Pool filter sand is coarse sand, made not to leach carbonates into the water. It is fine for an aquarium. If you are feeling a bit daring, get some silt from along a river or lake bank, soak it in water for two weeks, then mix that with the bottom half of the sand substrate and top it with more filter sand. I use such a substrate, only mixed with Soilmaster instead of sand, and it is working great - better than any other substrate I have tried.


----------



## bencozzy (Jun 2, 2006)

i went el' natural with soil master select and peat humus and added a bit of crushed coral to it. i spent under $20.00 and had enough to do several small tanks.

i also have a tank with pool filter sand which i got at meijers for $9 and added seachems flourish tabs to it and the plants are doing great in it as well.

but if you want alot of stem plants or plants that dont have much of a root system it would be easier to plant and do maintance with the pool filter sand, SMS is fairly light.


----------



## hoppycalif (Apr 7, 2005)

SMS is a bit difficult to plant in and keep the stem plants from floating out. But, when I mixed it with river silt that problem went away. I haven't had a single plant float out yet.

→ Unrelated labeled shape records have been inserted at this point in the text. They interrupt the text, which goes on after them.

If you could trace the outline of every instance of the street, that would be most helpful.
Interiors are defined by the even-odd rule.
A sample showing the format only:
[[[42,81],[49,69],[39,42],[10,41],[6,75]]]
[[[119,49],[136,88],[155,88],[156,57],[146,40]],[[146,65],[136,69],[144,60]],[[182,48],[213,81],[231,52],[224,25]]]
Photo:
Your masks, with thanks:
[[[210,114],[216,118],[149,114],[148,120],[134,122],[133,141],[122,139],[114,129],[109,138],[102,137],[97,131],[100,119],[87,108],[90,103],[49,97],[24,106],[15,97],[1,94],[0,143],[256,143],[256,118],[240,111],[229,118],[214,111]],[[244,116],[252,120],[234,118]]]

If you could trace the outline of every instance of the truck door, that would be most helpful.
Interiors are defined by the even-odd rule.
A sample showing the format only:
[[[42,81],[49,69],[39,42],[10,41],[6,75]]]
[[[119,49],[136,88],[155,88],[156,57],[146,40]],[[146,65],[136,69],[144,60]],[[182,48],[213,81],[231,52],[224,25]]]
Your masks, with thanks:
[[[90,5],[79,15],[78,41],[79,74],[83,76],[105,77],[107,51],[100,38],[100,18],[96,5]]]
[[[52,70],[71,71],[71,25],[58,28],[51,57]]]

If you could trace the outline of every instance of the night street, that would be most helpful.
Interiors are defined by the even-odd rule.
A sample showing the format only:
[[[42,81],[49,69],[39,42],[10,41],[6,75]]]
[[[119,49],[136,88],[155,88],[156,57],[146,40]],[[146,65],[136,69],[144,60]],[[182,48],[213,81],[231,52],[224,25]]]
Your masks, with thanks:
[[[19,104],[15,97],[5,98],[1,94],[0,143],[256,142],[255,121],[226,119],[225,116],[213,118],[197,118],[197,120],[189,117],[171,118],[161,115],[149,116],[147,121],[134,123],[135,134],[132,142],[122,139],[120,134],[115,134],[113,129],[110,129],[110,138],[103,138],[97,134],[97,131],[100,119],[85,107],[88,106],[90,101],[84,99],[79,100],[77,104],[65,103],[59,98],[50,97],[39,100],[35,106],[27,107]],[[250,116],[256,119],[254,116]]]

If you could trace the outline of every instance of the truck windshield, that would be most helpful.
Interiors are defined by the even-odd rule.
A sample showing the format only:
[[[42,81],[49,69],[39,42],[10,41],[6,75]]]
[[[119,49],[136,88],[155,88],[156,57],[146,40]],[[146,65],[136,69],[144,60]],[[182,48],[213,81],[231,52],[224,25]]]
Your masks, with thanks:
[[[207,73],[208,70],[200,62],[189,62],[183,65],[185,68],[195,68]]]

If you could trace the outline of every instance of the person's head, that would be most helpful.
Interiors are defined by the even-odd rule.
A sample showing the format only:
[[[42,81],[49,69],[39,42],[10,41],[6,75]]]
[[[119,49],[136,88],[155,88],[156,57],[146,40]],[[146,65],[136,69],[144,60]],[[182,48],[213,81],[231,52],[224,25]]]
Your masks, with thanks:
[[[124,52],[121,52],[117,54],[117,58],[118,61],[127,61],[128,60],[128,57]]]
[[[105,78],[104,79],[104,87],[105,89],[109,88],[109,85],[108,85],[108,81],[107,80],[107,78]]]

Tom Barr did some testing of several substrates with one species of plant to see what the growth differences would be. Just about the best results were with SMS and with SF Bay delta silt. He was testing ADA aquasoil as one of the substrates! These are very preliminary results, with only one plant species and only one set of tests, so the results are only suggestive, at best. But, those results did make me happy I tried SMS plus river silt. I had asked him if he expected that combination to work, before I tried it. He was enthusiastic about it, probably because he already had his test results by then.


----------